The cloud is a crowd pleaser, but security is often unamused. As the software as a service landscape expands, so does the data and users connecting to it.
Cloud apps and web-based security properties are colliding. It's security's job to find where and how to blend security components. The cloud is a sore spot for security, but cloud access security broker (CASB) capabilities — discovery, data loss prevention, threat protection, encryption and logging — should sit between every kind of app a company houses.
Companies should consider mixing and matching CASB capabilities because draping a single vendor or solution across all apps is unnecessary, according to said Ramon Krikken, distinguished VP analyst at Gartner, while speaking during the virtual Gartner 2020 Security & Risk Management Summit Wednesday.
If a company is already working with a patchwork of vendors, security needs to pay attention to the details. Maybe the company only needs CASB for firewall log feeds, for example.
"A lot of CASB buying decisions are made around discovery capabilities," said Krikken. It could be discovery of shadow IT, cloud app usage or data.
CASB is also applied to adaptive access control, where only approved individuals can access certain apps, and data loss prevention (DLP) for controlling the flow of data.
Gaps in proxies
For many apps, endpoints manage the access point. "It matters what talks to what," said Krikken. IT and security have unmanaged and managed endpoints, unmanaged/unapproved cloud apps, and managed/approved cloud apps.
CASB integration is sensitive to the architecture of an organization's cloud and IT. Organizations can deploy CASB in two ways:
- When an end user interacts with a cloud app, "you can say, 'Let's connect to the cloud APIs that are available for doing things like monitoring, data inspection, logging," said Krikken. CASB can detect activity using the APIs and either act on the endpoint or monitor their activity.
- Or, organizations can "deploy the CASB in line as a proxy," to perform a more real-time policy enforcement, said Krikken.
The choice "matters in terms of the kinds of capabilities that you can bring to bear," said Krikken, and the use cases that best suit the business.
For example, while IT can technically configure APIs at will, APIs are not created equal. "If I want to prevent a certain piece of data being downloaded from a cloud application, it is very difficult, if not impossible, to do via an API integration," said Krikken. A proxy server, however, can pick up on the gaps in traffic inspection APIs leave.
The forward proxy is used when there are some managed endpoints "and we want to see what they're doing, regardless of what it is that they're talking to," or managed/unmanaged apps, said Krikken. However, forward proxy doesn't capture traffic from unmanaged endpoints — enter reverse proxy.
Reverse proxy "sits right in front of that cloud application and regardless of where the traffic comes from," but stops short of covering unapproved apps, said Krikken.
Traditional proxy servers, such as firewalls, act similarly to CASB proxies but also fail to address all types of apps or endpoints.
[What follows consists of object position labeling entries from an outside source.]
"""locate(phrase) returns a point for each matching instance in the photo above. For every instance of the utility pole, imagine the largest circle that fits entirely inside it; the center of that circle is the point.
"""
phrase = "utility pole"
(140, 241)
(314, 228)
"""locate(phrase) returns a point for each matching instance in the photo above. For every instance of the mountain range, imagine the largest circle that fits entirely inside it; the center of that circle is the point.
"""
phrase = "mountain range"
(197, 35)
"One thing that is important here is that one of the use cases is never covered by any of these CASB architectures," said Krikken. " You have an unmanaged endpoint, talking to an unmanaged or an unapproved cloud application, because there's just nothing that gets in between the traffic."
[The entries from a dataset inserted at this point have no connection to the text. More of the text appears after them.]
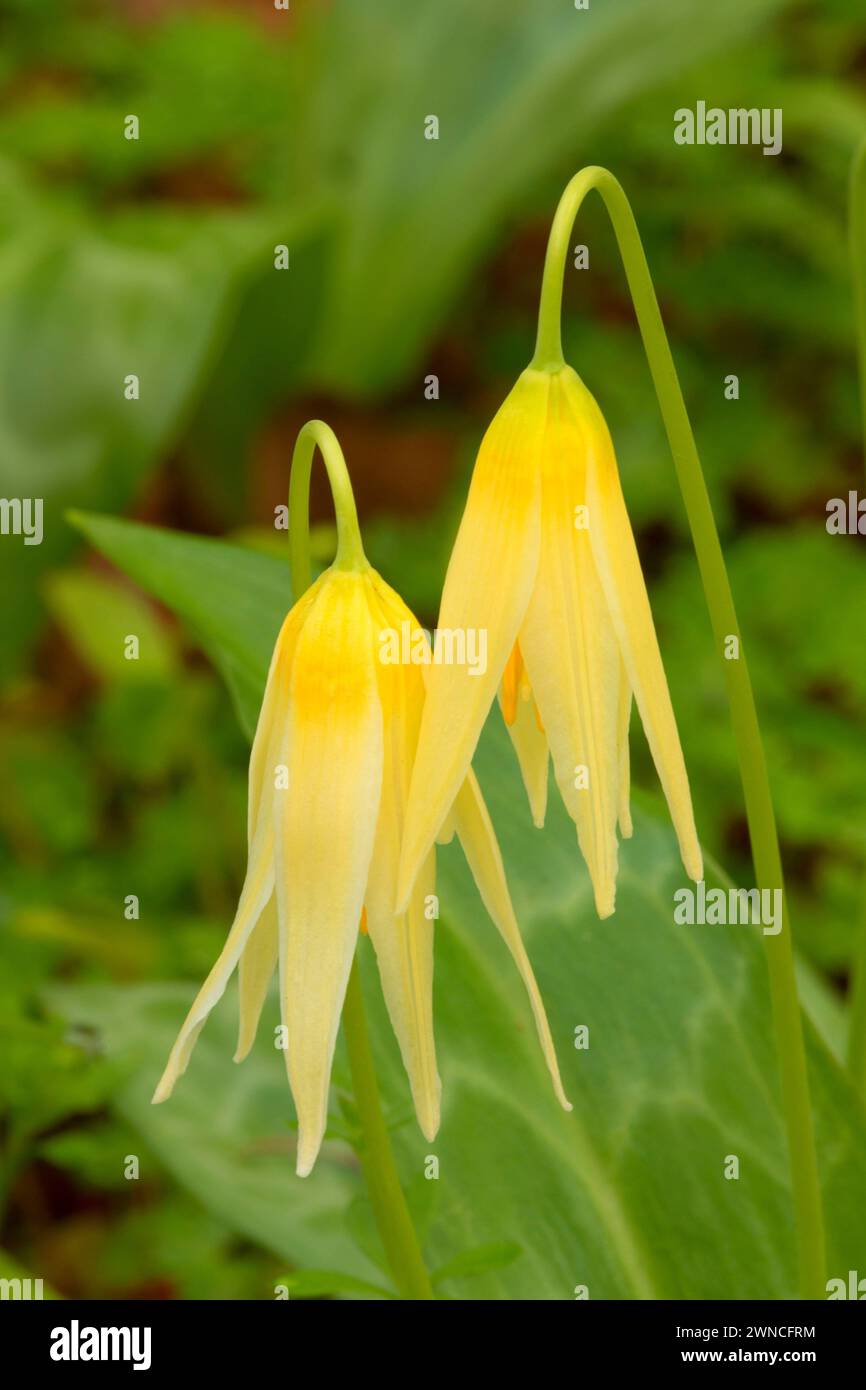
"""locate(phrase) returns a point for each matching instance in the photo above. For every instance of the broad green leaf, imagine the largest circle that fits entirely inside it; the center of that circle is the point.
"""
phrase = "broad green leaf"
(88, 302)
(313, 1283)
(552, 77)
(627, 1194)
(477, 1261)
But Krikken recommends security not to just grab and deploy certain CASB features. "When you essentially start with the feature that you need, then you can work your way back to the integration options that are required."
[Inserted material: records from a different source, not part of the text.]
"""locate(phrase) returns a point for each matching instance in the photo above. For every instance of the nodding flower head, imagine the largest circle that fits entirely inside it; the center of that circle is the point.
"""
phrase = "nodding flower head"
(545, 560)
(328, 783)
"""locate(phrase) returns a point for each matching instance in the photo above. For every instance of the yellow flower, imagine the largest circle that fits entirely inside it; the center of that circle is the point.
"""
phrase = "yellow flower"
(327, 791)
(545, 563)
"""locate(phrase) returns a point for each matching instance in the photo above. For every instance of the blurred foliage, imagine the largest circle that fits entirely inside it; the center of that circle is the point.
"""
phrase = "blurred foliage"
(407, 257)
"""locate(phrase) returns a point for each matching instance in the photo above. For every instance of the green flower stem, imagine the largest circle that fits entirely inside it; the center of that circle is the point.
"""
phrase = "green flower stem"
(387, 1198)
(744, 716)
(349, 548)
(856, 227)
For example, organizations shouldn't request DLP for all cloud apps but instead define when DLP is required, like uploading or downloading data from the cloud. If companies can segment where certain features are absolutely necessary, they may come to find where their architecture can "bear" more CASB.
"It also allows you to look at other solutions that live side by side with CASB, and either on which CASB depends, or with which CASB needs to coexist in order to function properly," said Krikken.
Finding where CASB interacts with existing solutions is also key to its deployment. "You may already have various things that are either a prerequisite for CASB, or that overlap in such a way that you need to make them work together," said Krikken. Adaptive access control, for example, needs to work in conjunction with identity and access management to account for user directories or single sign on.